The next Republican presidential debate is on Tuesday, November 10, at 9 pm Eastern. It will take place in Milwaukee and be aired on the Fox Business Network. A free live
stream will be available to all on FoxBusiness.com.

This debate (the fourth for the GOP) will have the fewest candidates onstage yet. Fox set semi-arbitrary polling criteria for inclusion and decided to interpret them very strictly, even though some candidates would end up dropped.

The result is that there will only be eight candidates in the main event —Donald Trump, Ben Carson, Marco Rubio, Ted Cruz, Jeb Bush, Carly Fiorina, John Kasich, and Rand Paul. That's two fewer than last time, because Mike Huckabee and Chris Christie both failed to average 2.5 percent support in the four most recent national polls.

There will again be an earlier "undercard" debate with other candidates, and it will take place at 7 pm Eastern. There, Huckabee and Christie will be joined by Bobby Jindal and Rick Santorum. Two usual undercard participants, Lindsey Graham and George Pataki, missed the polling cut for this round, since they failed to get 1 percent in any one of those four recent polls.

What to expect at the Fox Business Republican debate

In short, expect fireworks. Ben Carson has topped Donald Trump in some recent polls — and though Trump remains narrowly ahead in the averages, he's clearly feeling the heat, because he's been lashing out repeatedly at his rival in the press and on Twitter.

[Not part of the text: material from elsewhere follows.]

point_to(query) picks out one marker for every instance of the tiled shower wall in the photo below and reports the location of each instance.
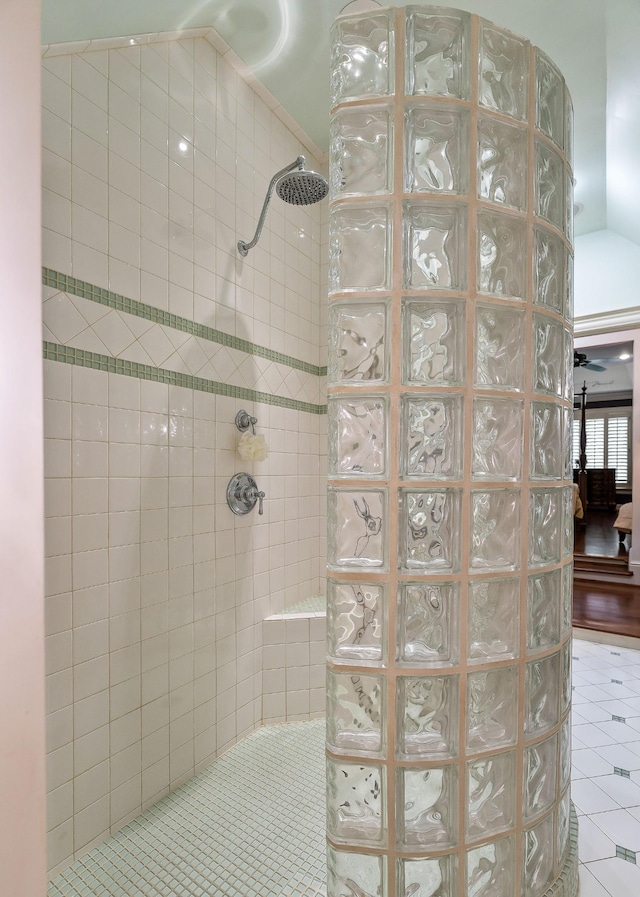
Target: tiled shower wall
(156, 160)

Carson, meanwhile, has been feeling some heat of his own, as media reporting has called attention to some apparent embellishments or factual misstatements about his background (and some just plain weird remarks, like his theory that the pyramids were constructed to store grain). Carson will have to try to explain these reports before a national audience — and, perhaps, deal with a head-on challenge from Trump.

As for the traditional politicians, since the third debate it's looked like Marco Rubio has been rising and Jeb Bush — Rubio's main rival for GOP establishment support — has been in decline. Bush's attempt to go after Rubio at the last debate was widely viewed as a disaster, so it will be interesting to see whether he gives it another shot, or instead decided to lie low and play it cool.

Even the undercard could actually be interesting this time, since the lineup has been shaken up. There's been some tentative chatter about a potential Chris Christie surge in New Hampshire — his numbers have improved somewhat there, and he's gotten a response from a newfound focus on drug addiction on the campaign trail. In the undercard, Christie no longer has to overshadow Trump — so if he comes off well in the smaller format, he could get some positive buzz just like Carly Florina did back in August.

But don't expect any fireworks from the moderators: Maria Bartiromo and Neil Cavuto (both of Fox Business), and Wall Street Journal editor-in-chief Gerard Baker. "My goal is to make myself invisible," Cavuto told Politico, responding to thecontroversy over the moderators' confrontational tone at the CNBC debate.